The case of Sawyer & Rogers v. Adams, 8 Vt. 172, is very much in point in this case. In that instance, the town clerk had recorded a deed in a book that had ceased for a number of years to be a book in which deeds were recorded, and failed to put the names in the index. In that instance, as in this, the recorder made the usual entry of the record on the back of the deed. The court decided that the deed could not be said to be recorded, and consequently it was no notice to subsequent purchasers. The court say: “ In such cases the purchaser may be wholly free from fault or negligence. He may deliver bis deed to the proper officer, and it may be returned to him as recorded; but, through accident or design, it is not truly recorded. Subsequent purchasers or creditors, having no other means of knowledge of the contents of the deed than by resorting to the records, can not be considered as having notice of any other conveyance than such as appeared on record.” The case of Sawyer v. Crague, 10 Vt. 555, is of a similar character.

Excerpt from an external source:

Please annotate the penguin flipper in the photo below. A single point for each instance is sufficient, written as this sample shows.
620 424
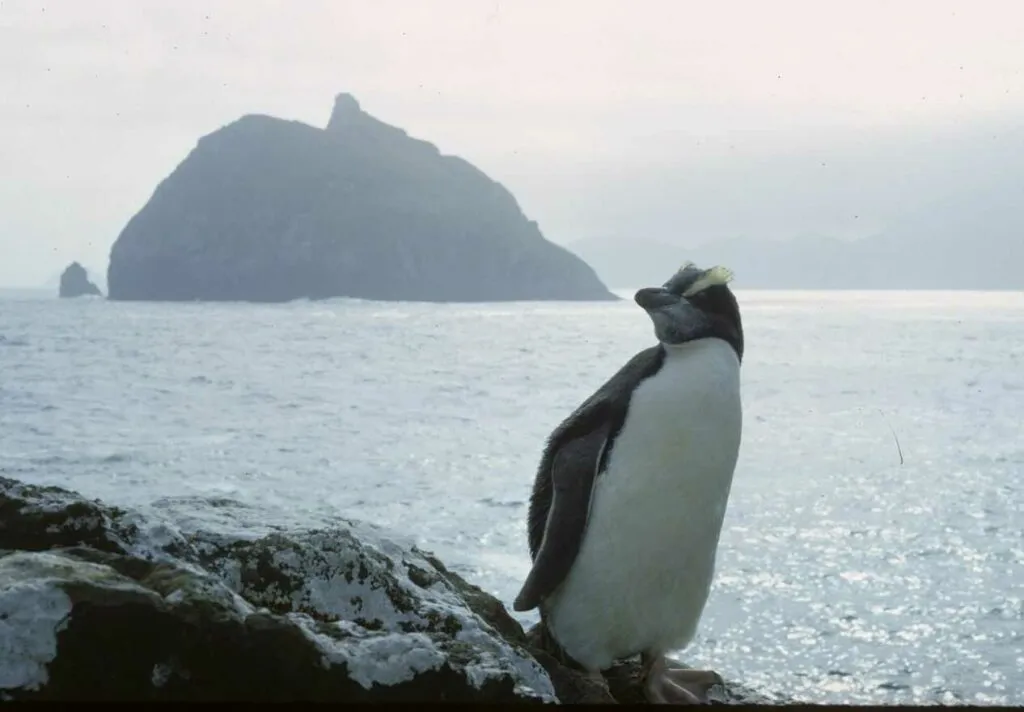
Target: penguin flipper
573 469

There the deed was duly presented for record; but the clerk, by mistake in the description of the lot, put the words “west half,” in place of the words “east half,” in the record; the court held that no record had been made of the deed, and that a subsequent purchaser took the property without notice.
But it is contended that Jennings had a right to recover, by virtue of his mortgage; that that mortgage still remains on record uncancelled, and that the note secured by it fell due in 1845, before the commencement of the suit; that the conveyance to Jennings of the fee was merely a conveyance of the equity of redemption, and that Jennings still bad the right to set it up to protect himself against subsequent purchasers. The payment of the mortgage debt, both in equity and at law, operates as an extinguishment of the mortgage.
*228But it is said that the mortgage debt was not paid. It is true the money was never paid; but that which the parties ^treated as its equivalent was paid. A deed in fee simple was given for the property. Part of the consideration was paid in money, and the balance by Jennings delivering to Granger the note secured by the mortgage; and this was done before the note became due. When the note was thus paid off, we can not see how any vitality could remain in the mortgage that was given solely for the purpose of securing the payment of the note. The debt of Granger had ceased to exit was, as we think, paid, and if the mortgage was not entered cancelled, it should have been. Nor was there anything in the sale of the property that went to vitiate it. Jennings received a,complete title for the property, and if his deed had been duly recorded, his title would have remained perfect.
As an item of notice on the record, the mortgage merely gave notice of its own existence; the existence of no other deed could be inferred from it. We think the court of common pleas ruled correctly, both in the charge to the jury, and in overruling the motion for a new trial.
The judgment of the Supreme Court will therefore be affirmed.